A Trump administration official has ordered the US Geological Survey to stop doing assessments of how bad climate change will be by the end of the century, and instead they are now only allowed to use computer models to show how bad things might be in the next 20 years. This will allow the government to enact more climate-killing policies, as the worst effects of climate change won’t occur until the back half of this century. Ring of Fire’s Farron Cousins explains what’s happening.
Transcript:
*This transcript was generated by a third-party transcription software company, so please excuse any typos.
James Riley, the director of the US Geological Survey member of the Trump administration has issued a new rule for the USGS. He says that from this point forward you are not going to include in any reports which is going to include the uh, next national climate assessment coming out in 2021 or 2022. You’re not going to include any of the bad things that are going to happen from climate change beyond the year 2014. You can no longer as previous climate assessments have done his previous government studies have done. Look at the effects of climate change towards the back half of the 21st century. You know, when things are really supposed to be off the rails because we haven’t done anything about it. But instead Mr. Riley here is saying, nope, you can’t look beyond 2040. That’s it. You can use computer models to see how bad things could be by 2040.
And that’s as far as you can go. So 20 years into the future. That’s it. That’s as far as you can look. Okay, well that’s going to discount a lot of things. Like the fact that the city of Miami, Florida could be underwater by the end of this century. It’s not going to be underwater by 2040 at least not the entire thing. Parts of it already our during the king tides, so that won’t be taken into account when the government makes its decisions about what to drill, how much to drill, where to put new sea walls or things like that. That won’t even be a factor anymore. Basically, and I’m only using Miami as an example. There are hundreds of others that I could pick from, but here’s the thing. This is why this decision matters so much. These assessments that do look 80 years into the future, a hundred years into the future are important because it tells us which projects we need to work on or which policies we need to abandon because it’s going to make it so much worse by taking those away, by taking those years away and only saying you can look 20 years in the future.
Yes, suddenly things aren’t going to look so bad and you’re going to be able to go out there and say, well, listen, our own assessment says that this area is going to be fine. Yeah. Maybe by 2040 it will still be fine. You won’t even be able to notice the difference in the weather, but by 2060 year city won’t exist anymore because you’re going to be underwater, but that still shouldn’t stop us from being able to do all these new fossil fuel projects from neglecting to build you a big sea wall to keep out these rising tides every week.
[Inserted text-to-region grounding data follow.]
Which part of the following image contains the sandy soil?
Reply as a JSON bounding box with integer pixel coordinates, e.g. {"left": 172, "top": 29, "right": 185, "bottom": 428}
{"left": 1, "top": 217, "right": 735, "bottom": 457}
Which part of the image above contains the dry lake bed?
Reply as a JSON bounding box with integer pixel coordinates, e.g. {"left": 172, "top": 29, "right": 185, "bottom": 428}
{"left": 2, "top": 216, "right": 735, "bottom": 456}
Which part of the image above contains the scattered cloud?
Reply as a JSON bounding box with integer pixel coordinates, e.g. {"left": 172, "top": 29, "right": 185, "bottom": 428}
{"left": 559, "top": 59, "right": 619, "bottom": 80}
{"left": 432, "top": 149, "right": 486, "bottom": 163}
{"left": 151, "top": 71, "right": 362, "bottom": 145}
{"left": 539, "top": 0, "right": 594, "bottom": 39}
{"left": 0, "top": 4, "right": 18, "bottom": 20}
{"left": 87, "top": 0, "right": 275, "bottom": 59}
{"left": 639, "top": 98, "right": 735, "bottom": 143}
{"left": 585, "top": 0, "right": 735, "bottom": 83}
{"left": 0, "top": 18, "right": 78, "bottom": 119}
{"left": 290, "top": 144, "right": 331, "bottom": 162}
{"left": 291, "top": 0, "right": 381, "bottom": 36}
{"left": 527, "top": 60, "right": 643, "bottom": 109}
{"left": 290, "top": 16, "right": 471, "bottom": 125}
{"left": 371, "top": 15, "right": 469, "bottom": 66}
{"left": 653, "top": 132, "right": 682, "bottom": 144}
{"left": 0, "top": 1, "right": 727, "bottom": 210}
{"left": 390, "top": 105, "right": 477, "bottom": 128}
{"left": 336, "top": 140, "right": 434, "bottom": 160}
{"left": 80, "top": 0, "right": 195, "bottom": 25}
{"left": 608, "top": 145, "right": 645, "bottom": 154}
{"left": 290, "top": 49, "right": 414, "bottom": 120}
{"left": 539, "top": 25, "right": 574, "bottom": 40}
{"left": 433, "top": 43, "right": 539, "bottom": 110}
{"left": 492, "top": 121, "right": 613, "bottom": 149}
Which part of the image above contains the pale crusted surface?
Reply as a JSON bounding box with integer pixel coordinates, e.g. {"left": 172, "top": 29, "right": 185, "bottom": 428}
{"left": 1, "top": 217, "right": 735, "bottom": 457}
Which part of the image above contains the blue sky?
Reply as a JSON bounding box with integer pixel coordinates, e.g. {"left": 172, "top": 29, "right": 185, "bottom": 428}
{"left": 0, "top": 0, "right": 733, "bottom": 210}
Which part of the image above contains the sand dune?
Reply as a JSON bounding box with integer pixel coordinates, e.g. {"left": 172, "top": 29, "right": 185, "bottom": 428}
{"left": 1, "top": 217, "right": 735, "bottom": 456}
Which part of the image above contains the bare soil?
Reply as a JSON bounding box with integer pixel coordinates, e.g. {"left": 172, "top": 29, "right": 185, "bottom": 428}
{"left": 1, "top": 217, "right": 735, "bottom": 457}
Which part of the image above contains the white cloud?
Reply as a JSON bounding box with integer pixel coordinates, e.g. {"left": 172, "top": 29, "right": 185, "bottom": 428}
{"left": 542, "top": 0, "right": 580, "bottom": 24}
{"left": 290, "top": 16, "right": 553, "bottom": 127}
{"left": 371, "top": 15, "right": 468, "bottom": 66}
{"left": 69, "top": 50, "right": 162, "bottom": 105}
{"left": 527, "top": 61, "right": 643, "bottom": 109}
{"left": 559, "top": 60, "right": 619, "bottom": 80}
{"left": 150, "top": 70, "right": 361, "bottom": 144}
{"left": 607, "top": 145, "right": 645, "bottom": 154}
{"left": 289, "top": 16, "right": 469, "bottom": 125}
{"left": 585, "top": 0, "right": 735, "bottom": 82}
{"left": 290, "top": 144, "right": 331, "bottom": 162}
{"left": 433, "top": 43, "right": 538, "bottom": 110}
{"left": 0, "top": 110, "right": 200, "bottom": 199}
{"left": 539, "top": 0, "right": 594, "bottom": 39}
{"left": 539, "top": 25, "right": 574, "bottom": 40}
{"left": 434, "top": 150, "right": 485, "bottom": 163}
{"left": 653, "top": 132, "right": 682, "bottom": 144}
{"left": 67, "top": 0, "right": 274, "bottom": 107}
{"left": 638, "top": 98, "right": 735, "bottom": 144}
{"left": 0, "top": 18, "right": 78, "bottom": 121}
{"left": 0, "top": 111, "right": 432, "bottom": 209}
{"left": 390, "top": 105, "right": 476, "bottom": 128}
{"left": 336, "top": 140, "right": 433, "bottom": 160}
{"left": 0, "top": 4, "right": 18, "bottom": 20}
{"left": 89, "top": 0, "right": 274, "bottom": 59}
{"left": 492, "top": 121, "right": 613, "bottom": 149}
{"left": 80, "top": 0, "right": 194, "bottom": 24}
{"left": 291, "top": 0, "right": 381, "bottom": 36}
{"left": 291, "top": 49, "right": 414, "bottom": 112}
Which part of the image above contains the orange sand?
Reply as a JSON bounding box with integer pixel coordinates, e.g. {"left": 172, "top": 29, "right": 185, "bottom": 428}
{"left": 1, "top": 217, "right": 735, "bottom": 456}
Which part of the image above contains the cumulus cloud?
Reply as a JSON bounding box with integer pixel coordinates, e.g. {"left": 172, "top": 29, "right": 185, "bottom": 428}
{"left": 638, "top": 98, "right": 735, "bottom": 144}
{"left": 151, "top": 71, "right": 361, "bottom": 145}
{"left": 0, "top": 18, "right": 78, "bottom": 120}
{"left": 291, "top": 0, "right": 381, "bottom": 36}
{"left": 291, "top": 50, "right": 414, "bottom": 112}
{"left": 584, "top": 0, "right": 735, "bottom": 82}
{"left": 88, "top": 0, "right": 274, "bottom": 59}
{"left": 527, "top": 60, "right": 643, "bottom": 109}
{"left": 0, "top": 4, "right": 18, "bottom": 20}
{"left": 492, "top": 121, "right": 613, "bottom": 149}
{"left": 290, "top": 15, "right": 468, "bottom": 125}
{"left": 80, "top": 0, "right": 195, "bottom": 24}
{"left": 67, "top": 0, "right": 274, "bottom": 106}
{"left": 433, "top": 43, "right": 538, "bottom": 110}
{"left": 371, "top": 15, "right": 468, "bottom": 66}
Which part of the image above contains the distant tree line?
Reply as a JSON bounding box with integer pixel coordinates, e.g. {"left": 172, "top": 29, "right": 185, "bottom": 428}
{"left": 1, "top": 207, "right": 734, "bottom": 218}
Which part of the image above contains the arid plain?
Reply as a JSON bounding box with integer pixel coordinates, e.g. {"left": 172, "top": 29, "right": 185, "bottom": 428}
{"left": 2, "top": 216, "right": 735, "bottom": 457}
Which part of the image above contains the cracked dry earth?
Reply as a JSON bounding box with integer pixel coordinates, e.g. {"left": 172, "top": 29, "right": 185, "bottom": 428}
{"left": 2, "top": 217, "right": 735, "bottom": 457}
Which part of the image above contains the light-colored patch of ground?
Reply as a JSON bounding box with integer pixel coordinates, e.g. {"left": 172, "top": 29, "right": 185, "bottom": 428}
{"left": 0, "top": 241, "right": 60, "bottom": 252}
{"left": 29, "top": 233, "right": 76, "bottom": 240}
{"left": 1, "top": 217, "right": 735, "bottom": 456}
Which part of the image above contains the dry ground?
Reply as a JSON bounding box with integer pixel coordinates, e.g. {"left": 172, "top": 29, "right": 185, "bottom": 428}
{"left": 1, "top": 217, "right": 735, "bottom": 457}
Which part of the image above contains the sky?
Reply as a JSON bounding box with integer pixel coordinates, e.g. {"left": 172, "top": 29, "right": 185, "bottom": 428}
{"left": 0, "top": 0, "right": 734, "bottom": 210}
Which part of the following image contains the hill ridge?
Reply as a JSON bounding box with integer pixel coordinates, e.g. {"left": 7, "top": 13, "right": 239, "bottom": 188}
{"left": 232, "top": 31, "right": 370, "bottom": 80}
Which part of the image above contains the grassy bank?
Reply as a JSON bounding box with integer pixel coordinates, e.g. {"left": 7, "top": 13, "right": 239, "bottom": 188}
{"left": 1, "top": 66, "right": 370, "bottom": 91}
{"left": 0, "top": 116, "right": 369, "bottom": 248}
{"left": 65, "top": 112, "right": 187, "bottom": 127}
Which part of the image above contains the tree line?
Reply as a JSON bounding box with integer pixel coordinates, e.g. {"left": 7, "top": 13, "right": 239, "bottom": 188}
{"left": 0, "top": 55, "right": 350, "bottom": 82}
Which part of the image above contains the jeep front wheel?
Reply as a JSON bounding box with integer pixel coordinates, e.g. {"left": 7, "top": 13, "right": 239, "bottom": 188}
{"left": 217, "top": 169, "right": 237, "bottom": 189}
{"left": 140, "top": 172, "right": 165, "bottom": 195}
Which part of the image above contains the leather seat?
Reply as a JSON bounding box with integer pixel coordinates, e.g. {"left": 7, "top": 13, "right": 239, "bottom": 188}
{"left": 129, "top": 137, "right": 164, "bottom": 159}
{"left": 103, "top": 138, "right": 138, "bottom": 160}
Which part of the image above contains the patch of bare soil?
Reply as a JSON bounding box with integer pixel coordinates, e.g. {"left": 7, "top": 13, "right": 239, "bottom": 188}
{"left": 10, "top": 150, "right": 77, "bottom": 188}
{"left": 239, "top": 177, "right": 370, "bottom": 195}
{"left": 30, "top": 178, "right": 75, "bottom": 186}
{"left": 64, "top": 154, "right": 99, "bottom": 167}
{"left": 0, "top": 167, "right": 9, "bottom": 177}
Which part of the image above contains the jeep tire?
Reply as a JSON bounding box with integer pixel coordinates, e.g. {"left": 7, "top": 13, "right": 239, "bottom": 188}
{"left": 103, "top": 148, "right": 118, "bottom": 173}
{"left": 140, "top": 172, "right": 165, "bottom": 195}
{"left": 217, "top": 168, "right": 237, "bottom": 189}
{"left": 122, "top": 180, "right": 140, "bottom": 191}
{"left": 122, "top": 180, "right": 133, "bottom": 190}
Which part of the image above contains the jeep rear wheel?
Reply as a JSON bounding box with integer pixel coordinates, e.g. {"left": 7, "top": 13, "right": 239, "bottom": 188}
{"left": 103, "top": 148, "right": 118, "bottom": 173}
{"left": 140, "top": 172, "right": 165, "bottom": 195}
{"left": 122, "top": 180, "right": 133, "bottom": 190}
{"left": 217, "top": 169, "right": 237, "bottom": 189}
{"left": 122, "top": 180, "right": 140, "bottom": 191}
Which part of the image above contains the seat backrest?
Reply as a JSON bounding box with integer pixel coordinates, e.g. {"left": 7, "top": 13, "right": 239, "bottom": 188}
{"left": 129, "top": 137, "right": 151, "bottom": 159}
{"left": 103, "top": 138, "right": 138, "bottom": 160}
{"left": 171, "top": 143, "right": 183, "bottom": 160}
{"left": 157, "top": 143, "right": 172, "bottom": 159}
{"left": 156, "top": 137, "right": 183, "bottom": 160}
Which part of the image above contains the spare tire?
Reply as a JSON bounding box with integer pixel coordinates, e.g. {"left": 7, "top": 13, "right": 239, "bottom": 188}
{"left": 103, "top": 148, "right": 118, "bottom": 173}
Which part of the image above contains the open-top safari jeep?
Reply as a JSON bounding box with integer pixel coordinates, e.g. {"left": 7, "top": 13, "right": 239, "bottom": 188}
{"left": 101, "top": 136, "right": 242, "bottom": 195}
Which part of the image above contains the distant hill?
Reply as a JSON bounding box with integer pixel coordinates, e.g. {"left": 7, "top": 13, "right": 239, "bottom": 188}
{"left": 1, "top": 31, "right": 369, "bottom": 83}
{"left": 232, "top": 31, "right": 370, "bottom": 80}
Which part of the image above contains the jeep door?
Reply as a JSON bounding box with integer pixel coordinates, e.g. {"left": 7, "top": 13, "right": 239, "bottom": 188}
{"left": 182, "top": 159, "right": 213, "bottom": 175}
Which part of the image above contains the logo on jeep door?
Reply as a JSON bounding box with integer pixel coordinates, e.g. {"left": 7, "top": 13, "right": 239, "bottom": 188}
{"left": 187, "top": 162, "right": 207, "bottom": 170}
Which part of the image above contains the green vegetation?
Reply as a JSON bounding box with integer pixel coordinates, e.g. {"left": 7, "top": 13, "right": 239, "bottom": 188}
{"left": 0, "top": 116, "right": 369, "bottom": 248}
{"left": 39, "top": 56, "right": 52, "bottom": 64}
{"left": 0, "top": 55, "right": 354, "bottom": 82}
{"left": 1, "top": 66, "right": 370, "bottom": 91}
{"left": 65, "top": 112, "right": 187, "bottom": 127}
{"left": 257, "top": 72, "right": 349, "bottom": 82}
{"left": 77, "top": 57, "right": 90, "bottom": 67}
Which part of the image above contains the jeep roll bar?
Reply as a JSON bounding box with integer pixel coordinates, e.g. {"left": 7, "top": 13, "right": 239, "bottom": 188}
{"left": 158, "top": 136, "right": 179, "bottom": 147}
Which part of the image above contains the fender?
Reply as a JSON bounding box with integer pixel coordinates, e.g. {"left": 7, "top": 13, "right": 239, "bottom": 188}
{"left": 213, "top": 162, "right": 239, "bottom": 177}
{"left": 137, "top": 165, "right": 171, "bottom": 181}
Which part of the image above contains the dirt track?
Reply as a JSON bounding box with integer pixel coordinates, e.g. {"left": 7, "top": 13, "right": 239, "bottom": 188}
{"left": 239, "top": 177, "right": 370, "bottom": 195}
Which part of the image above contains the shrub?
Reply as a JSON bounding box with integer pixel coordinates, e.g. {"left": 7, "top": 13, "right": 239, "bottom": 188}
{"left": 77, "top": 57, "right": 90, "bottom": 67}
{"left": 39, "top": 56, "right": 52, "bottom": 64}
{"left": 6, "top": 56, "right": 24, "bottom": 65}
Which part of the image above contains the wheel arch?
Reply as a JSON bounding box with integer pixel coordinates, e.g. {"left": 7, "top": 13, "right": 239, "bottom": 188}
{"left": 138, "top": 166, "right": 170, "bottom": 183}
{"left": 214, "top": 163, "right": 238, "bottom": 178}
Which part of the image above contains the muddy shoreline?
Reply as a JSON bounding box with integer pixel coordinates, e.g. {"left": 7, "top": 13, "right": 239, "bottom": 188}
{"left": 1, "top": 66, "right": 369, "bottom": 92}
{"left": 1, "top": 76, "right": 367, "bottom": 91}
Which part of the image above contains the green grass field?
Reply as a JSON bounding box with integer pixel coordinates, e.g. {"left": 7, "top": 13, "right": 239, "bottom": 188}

Sorry, not going to happen because we’ve changed the rules so that we don’t have to acknowledge that we’re destroying the planet. That’s what’s happening here. That’s what this is about. They don’t want us to know. They don’t want to know because they don’t want to have to plan for it.
They have an agenda as it is right now. Mr. Riley himself actually used to be an oil geologists working for the fossil fuel industry. So of course his decision here is repaying the people who made his entire career. The rest of us are the ones who get to suffer for that and suffer. We will. This is not a problem we can continue to ignore and the most devastating part about all of this is that all we had to do was take action. We still have time to take action and we can fix it. Hundred percent fixable problem, but we’re not doing anything about it. In fact, things are actually getting worse. Emissions are going up a fine particulate matter in the atmosphere and in our air is going up. We’re actually making things worse. So six months ago when they told us we had 12 months to take action to prevent some of the worst effects from becoming permanent, we’re now at about 11 and a half months.
But if you factor in how much emissions have increased in that time, proudly a little, little less than 11 and a half years. I think I just said months. It’s 11 and a half years now. Yeah. But we probably don’t even have that. And if this administration gets another four years in office in 2020 yeah, we’re pretty much gonna go ahead and run out those 11 and a half years or 10 years, whatever it is by that time in a matter of four years, because these are the kinds of ass backwards policies they continue to put in place.